Add core_eia176__yearly_company_characteristics#5197
Conversation
|
Check out this pull request on See visual diffs & provide feedback on Jupyter Notebooks. Powered by ReviewNB |
Extracts operational and ownership characteristics from EIA-176 Part 3 (Lines B–F) into a new annual company-level table. Includes boolean is_* columns for operation/ownership types, other_ownership_description, and has_alternative_fuel_fleet derived from the company data table.
…76__yearly_company_characteristics
- Use map({1.0: True}) instead of eq(1.0) for has_alternative_fuel_fleet so years
where the question wasn't asked (1997-2004, 2016-2024) remain NULL rather than False
- Set operating_state to sa.Enum(...) and nullable=False in migration; all is_* columns
to nullable=False to match actual transform output
- Add required: True and enum constraints to FIELD_METADATA_BY_RESOURCE so metadata
matches migration schema (fixes test_migrations_match_metadata)
- Add not_null dbt tests for all is_* columns
401c5d5 to
255a29c
Compare
…ny_characteristics
…ne from v2026.3.0
… onto current head
|
Hi @e-belfer, Ready for a review! |
e-belfer
left a comment
There was a problem hiding this comment.
I think this is off to a good start!
My main question is that at present this covers Part 3 Line A and a bit of B of the original survey, but the description and the original issue indicate this table should cover A-F.
This would mean including the following variables:
- alternative_fleet_size (Part B)
- customer_choice_residential_eligible (Part C)
- customer_choice_residential_participating (Part C)
- sales_acquisitions_1_yes_0_no (Part D)
- natural_gas_pump_price (not on the form but provided through portal)
Part E might require its own table with a PK of operator ID, year and county.

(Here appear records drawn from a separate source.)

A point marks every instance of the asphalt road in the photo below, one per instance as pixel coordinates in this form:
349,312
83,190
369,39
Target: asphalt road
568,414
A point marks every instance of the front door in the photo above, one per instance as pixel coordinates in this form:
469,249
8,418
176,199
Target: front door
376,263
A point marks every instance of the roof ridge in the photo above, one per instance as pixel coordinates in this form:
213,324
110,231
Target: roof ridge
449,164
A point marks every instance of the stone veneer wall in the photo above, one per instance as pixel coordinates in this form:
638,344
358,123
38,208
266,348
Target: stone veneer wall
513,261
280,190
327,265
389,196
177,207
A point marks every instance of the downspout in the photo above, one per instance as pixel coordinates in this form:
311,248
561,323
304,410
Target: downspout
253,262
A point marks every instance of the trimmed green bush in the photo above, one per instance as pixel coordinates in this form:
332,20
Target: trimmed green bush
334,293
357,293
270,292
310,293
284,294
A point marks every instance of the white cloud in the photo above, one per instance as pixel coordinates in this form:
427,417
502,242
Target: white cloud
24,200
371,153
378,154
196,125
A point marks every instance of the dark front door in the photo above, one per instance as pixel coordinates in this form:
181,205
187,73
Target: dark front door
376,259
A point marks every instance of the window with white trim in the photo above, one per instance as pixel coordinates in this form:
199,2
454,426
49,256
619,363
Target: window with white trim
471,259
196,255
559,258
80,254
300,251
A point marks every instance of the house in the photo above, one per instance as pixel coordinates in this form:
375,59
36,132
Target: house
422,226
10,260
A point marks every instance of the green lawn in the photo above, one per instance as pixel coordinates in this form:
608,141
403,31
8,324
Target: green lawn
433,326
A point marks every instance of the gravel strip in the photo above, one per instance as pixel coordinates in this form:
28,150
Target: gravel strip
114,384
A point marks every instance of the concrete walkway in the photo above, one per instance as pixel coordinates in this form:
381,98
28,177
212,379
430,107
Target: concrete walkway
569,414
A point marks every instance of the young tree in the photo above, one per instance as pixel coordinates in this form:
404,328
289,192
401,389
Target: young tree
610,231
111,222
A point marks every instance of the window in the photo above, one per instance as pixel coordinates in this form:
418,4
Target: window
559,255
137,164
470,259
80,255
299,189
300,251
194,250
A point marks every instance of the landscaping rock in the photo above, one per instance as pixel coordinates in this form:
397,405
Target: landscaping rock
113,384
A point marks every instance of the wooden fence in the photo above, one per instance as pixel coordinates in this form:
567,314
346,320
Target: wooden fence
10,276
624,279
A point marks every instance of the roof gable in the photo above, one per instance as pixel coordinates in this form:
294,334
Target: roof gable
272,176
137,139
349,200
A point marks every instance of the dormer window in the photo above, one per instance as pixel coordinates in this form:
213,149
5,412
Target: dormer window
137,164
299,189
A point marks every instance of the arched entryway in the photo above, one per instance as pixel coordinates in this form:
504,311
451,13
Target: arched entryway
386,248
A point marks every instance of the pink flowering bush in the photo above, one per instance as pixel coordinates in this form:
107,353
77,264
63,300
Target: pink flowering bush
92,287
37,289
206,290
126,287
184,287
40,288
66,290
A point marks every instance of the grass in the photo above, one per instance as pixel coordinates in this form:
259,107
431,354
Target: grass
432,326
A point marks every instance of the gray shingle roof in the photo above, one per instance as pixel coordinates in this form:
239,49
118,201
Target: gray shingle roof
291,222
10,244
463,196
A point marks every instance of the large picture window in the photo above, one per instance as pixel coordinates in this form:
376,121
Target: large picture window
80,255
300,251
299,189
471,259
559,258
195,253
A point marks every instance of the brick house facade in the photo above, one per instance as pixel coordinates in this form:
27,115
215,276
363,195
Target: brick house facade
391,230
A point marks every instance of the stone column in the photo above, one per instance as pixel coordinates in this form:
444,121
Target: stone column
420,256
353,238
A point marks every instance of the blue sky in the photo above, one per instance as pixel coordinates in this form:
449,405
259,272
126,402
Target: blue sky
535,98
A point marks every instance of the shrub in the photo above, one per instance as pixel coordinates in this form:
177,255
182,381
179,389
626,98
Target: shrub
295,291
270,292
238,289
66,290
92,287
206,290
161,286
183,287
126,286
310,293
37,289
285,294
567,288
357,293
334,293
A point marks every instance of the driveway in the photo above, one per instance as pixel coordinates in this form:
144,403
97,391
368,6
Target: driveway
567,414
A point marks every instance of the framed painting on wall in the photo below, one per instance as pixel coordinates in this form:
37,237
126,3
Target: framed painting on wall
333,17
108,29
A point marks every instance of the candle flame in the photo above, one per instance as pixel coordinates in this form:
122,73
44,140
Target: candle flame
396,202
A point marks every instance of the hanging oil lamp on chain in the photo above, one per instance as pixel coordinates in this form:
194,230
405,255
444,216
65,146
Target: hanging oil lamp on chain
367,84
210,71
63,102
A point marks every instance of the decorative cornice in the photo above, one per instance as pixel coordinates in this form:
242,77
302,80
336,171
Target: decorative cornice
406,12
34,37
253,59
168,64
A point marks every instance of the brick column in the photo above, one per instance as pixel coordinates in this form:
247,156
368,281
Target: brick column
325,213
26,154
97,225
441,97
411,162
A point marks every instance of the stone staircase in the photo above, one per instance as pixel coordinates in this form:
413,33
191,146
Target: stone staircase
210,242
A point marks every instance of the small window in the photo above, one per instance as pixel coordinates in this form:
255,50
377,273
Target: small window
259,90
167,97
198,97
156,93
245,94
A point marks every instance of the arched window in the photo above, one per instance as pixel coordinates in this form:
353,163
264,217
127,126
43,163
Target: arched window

However, the rest of these fields can/should probably fit into this existing table. I was only able to find this data in the bulk file and not the report downloads, so this is probably out of scope for this issue. This is also true for the customer choice commercial eligible/participating fields. See #4729.
A few other minor notes:
- See my comment below about the failing operator state ENUM constraint.
- Given the total non-overlap of the other_ownership fields 1 and 2, I think we can safely combine them into one boolean field. This appears identically in the raw data, so it isn't caused by a mismapping on our end but the secondary field only appears in 2016 and isn't conveying any additional information.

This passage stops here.